L’objectif de ce chantier était de prévenir la liquéfaction du sol en cas de tremblement de terre. Il a été confié à la société Toa Kogyo Corporation.
La liquéfaction du sol se produit principalement dans les sols sableux ou argileux saturés d’eau, à faible profondeur. Lors de la liquéfaction, le sable et l’eau se mélangent pour former un liquide semblable à de la boue, faisant perdre au sol sa capacité portante. Cela entraîne l’inclinaison des maisons, l’affaissement des couches superficielles, ainsi que la rupture ou le soulèvement des canalisations souterraines. Historiquement, la liquéfaction du sol s’est produite lors du grand tremblement de terre de San Francisco en 1906, du grand séisme de l’Est du Japon en 2011, et du séisme de février 2016 dans le sud de Taïwan.
L’aéroport international de Tokyo, à savoir Haneda, possède une Piste C (RWY34R/16L) construite sur des remblais. En cas de fort séisme, la risque de liquéfaction du sol y est donc très élevé. Par conséquent, le ministère des Terres, des Infrastructures, des Transports et du Tourisme a confié à Toa Kogyo Corporation des travaux de renforcement de la Piste. La méthode concrète consistait à injecter un certain agent dans le sol, capable de transformer les eaux souterraines en état gélifié, afin d’augmenter la résistance de la Piste.
Ces travaux se sont déroulés de mai dernier à mars de cette année, mais l’entrepreneur a découvert que de nombreux obstacles souterrains empêchaient l’injection du produit, ce qui a abouti à l’injection de seulement 5 % de la quantité prévue.
Toa Kogyo Corporation réalisait simultanément d’autres chantiers aéroportuaires, et son directeur exécutif, pour ne pas affecter les résultats de l’entreprise, a ordonné à ses subordonnés de soumettre un faux rapport au ministère.
On ne sait pas comment cette affaire a été découverte, mais les travaux de renforcement de la Piste devront être repris, et il est à croire que Toa Kogyo Corporation recevra la punition qu’elle mérite.
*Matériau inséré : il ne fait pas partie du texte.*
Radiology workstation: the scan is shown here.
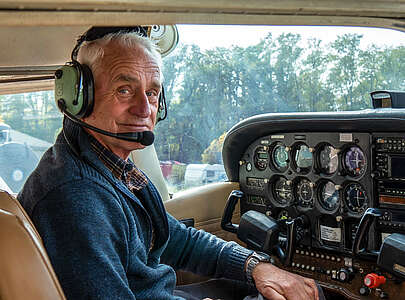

Les rapports des médias s’arrêtent là pour l’essentiel, mais en tant que passionné d’aviation, je n’étais pas satisfait, j’ai donc cherché des documents sur ce projet de renforcement de Piste.
Il est intéressant de noter que le bureau d’enquête technique du port et de l’aéroport de Nagoya du ministère des Terres, des Infrastructures, des Transports et du Tourisme site présente une introduction à cette méthode. Elle porte le nom de « méthode balloon ground » (sol ballon), et en japonais « バルーングラウト工法 ».
Comme on peut le voir sur l'image ci-dessus, le procédé consiste à ouvrir une ouverture sur le côté extérieur de la **Piste**,
et à injecter le produit sous la **Piste** via des tuyaux dirigés en biais vers le bas.
Pour empêcher la fuite du produit, on utilise une technologie de ballon en caoutchouc à emballage instantané.
Afin de réduire la pression lors de l'injection du produit,
l'orifice d'injection a été agrandi et un réseau de décompression a été introduit pour réduire la vitesse d'infiltration du produit.
Les étapes de la construction sont :
1. Forage rotatif
2. Pressage du matériel
3. Insertion du tube d'injection
4. Remplissage du ballon en caoutchouc
5. Injection du produit, gonflement du ballon
N’ayant aucune connaissance professionnelle en construction, je ne sais pas si je comprends bien, mais d’un point de vue profane, cette méthode semble très cool.
Cependant, la réalité n’est pas aussi belle que dans l’imagination. On suppose que peut-être lors de l’étape 5, en raison d’un obstacle dans le sol, le ballon n’a pas pu gonfler comme prévu, et l’injection du produit n’a pas réussi.
Peut-être que les problèmes techniques pourront être résolus à l’avenir, mais la falsification et la production de faux rapports sont absolument impardonnables.